The other thing of interest showed up in Fortean Times #215, where Alan Donnelly responds to an earlier article regarding "flying saucers [as] demonic manifestations". He mentions A Case of Conscience by James Blish, where Blish had been "assured that the Catholic Church had worked out a position on 'the plurality of worlds' and any inhabitants" - i.e., that the Catholic Church had already devised a religious response should aliens, or other non-Earth life, actually exist.
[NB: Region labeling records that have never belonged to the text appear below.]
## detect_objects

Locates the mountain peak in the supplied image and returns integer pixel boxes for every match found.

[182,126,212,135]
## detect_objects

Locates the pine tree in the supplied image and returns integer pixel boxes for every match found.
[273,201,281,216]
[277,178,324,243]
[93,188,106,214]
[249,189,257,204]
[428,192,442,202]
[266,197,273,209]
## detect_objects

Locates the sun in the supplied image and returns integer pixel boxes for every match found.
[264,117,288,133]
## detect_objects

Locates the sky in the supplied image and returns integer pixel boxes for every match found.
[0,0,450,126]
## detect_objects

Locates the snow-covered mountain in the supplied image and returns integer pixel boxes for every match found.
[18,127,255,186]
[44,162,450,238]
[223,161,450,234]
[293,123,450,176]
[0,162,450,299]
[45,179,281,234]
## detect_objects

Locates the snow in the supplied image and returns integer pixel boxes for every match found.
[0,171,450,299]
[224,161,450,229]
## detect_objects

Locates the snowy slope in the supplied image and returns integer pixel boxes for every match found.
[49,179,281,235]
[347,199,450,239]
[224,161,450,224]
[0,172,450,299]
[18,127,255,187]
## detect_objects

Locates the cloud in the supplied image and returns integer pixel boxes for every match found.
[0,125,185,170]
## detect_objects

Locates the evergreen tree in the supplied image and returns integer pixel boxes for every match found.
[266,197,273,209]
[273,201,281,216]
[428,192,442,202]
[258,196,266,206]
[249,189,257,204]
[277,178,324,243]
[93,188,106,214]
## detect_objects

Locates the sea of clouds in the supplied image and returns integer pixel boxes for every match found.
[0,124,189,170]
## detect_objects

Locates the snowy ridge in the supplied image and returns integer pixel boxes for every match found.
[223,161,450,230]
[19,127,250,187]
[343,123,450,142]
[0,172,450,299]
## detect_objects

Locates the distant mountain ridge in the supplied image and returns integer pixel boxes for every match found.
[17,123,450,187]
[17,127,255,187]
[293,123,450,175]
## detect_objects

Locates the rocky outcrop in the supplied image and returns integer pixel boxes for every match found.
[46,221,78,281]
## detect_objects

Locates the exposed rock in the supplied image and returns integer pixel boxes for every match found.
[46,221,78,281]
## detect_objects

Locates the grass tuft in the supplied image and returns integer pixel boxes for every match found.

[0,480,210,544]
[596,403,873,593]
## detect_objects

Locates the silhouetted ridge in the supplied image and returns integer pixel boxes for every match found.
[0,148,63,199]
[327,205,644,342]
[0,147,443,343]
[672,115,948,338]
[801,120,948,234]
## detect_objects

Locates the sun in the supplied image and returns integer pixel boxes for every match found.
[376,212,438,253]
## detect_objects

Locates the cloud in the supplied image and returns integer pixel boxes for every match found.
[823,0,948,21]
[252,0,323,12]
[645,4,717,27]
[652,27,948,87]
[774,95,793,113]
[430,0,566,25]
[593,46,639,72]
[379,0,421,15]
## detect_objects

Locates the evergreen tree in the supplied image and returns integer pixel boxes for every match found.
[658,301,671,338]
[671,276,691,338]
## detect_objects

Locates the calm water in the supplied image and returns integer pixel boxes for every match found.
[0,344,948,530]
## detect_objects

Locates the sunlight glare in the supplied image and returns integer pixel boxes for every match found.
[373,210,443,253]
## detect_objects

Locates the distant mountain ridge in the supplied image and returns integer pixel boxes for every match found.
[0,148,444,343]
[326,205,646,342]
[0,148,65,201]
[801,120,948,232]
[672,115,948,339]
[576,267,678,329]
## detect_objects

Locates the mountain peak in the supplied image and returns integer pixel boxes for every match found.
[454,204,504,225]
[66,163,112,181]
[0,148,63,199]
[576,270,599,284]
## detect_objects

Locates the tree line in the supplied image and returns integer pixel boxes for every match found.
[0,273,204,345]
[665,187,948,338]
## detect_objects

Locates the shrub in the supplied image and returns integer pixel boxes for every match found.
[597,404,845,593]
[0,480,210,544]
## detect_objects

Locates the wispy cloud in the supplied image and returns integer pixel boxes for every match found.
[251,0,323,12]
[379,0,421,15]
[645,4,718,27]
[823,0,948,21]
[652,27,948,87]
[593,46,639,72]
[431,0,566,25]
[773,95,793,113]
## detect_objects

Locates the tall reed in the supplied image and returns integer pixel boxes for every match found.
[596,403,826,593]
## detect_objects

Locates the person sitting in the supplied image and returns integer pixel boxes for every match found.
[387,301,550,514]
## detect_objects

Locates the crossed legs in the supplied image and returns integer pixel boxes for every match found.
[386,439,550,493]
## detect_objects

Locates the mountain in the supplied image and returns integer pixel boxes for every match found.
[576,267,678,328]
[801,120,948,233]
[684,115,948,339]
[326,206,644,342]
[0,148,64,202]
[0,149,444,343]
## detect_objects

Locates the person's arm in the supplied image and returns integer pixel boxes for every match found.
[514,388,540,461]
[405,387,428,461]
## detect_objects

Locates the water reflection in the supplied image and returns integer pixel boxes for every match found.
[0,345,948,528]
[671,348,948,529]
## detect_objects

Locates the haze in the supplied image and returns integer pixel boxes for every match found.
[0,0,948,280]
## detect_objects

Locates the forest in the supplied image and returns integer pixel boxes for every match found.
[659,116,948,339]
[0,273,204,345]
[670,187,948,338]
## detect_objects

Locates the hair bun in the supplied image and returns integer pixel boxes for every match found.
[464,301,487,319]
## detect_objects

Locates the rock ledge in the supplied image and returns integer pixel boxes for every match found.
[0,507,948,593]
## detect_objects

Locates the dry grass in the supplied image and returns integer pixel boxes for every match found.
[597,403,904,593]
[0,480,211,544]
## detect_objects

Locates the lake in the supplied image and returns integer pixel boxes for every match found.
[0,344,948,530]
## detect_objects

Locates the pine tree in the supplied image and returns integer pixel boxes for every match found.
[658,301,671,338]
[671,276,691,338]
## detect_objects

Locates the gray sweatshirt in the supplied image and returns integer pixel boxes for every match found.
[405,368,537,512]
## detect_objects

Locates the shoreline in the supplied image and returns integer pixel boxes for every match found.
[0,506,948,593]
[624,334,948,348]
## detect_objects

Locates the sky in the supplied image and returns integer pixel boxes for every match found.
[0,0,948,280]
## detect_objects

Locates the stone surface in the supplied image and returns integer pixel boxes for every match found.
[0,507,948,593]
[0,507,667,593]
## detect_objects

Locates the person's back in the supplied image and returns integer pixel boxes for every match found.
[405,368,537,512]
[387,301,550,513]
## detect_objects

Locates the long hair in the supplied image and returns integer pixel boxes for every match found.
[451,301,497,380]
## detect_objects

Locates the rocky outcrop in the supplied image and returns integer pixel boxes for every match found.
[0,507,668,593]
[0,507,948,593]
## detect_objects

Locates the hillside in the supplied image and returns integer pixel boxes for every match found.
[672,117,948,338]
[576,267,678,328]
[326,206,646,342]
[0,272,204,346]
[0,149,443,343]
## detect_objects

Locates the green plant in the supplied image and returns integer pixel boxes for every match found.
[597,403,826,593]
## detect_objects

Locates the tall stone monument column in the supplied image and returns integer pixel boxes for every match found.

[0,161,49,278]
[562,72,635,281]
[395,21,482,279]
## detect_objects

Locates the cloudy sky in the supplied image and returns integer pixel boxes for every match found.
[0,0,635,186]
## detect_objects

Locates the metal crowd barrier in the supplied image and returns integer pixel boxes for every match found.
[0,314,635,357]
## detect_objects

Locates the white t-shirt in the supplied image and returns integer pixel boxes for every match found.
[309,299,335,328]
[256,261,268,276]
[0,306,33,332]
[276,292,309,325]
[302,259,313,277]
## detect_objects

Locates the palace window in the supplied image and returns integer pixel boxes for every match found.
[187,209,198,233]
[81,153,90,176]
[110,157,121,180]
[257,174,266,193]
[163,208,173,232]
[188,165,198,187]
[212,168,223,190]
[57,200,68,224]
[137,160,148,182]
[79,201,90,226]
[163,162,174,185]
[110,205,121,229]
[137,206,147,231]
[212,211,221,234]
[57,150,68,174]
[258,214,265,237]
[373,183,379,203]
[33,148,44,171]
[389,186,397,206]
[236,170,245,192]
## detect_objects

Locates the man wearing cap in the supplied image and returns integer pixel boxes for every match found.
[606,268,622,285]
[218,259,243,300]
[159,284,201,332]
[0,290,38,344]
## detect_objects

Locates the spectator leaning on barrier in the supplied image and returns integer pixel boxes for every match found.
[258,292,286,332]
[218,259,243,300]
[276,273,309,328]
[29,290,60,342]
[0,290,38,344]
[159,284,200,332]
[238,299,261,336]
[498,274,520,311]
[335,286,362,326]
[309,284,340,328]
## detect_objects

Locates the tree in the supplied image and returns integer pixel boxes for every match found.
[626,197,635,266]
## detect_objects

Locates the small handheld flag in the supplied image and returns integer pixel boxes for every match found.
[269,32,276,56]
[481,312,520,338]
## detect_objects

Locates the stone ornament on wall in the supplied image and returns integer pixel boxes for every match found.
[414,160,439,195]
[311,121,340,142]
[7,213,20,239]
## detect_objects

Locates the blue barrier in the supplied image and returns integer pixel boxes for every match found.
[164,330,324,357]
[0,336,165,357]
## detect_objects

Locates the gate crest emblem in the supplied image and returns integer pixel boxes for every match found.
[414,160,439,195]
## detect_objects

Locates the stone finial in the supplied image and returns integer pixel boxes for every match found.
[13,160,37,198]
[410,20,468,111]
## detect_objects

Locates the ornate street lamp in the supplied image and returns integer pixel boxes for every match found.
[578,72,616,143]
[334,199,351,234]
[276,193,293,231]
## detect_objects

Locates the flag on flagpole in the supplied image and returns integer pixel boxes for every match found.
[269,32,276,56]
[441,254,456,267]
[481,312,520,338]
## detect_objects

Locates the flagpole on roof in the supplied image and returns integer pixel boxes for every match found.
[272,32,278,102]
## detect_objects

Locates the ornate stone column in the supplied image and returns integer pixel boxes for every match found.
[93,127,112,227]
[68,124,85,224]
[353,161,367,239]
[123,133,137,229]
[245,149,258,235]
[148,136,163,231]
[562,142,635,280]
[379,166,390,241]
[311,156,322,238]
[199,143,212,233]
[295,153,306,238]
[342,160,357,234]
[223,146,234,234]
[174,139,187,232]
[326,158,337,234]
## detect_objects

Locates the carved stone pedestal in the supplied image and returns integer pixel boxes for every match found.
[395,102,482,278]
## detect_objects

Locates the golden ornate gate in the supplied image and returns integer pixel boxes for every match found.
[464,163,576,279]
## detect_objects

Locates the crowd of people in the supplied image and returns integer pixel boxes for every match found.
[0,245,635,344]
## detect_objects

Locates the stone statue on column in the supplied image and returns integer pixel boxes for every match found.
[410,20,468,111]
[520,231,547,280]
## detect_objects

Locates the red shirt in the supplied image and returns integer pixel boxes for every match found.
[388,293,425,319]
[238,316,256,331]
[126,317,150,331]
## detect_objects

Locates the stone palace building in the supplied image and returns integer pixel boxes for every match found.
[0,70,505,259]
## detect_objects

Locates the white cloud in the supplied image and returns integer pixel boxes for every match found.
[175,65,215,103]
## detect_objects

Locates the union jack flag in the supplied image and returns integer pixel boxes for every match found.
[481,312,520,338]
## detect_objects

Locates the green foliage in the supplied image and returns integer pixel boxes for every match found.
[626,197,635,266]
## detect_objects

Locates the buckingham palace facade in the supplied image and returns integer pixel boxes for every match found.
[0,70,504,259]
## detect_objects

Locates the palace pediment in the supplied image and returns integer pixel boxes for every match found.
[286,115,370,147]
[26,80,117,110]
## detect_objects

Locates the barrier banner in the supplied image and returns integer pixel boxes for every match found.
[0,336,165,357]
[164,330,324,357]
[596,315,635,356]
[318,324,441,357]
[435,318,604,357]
Blish's introduction quotes (as transcribed from Donnelly):

"...[E]ach of such planets (solar or non-solar) must fall into one of three categories: (a) inhabited by sentient creatures, but without souls; so to be treated with compassion but extra-evangelically. (b) Inhabited by sentient creatures with fallen souls, through an original but not inevitably ancestral sin; so to be evangelised with urgent missionary charity. (c) Inhabited by sentient soul-endowed creatures that have not fallen, who therefore (1) inhabit an unfallen, sinless paradisal world; (2) who therefore we must contact not to propagandize [sic] but in order that we may learn from them the conditions (about which we can only speculate) of creatures living in perpetual grace, endowed with all the virtues of perfection, and both immortal and in complete happiness for always possessed of and with the knowledge of God."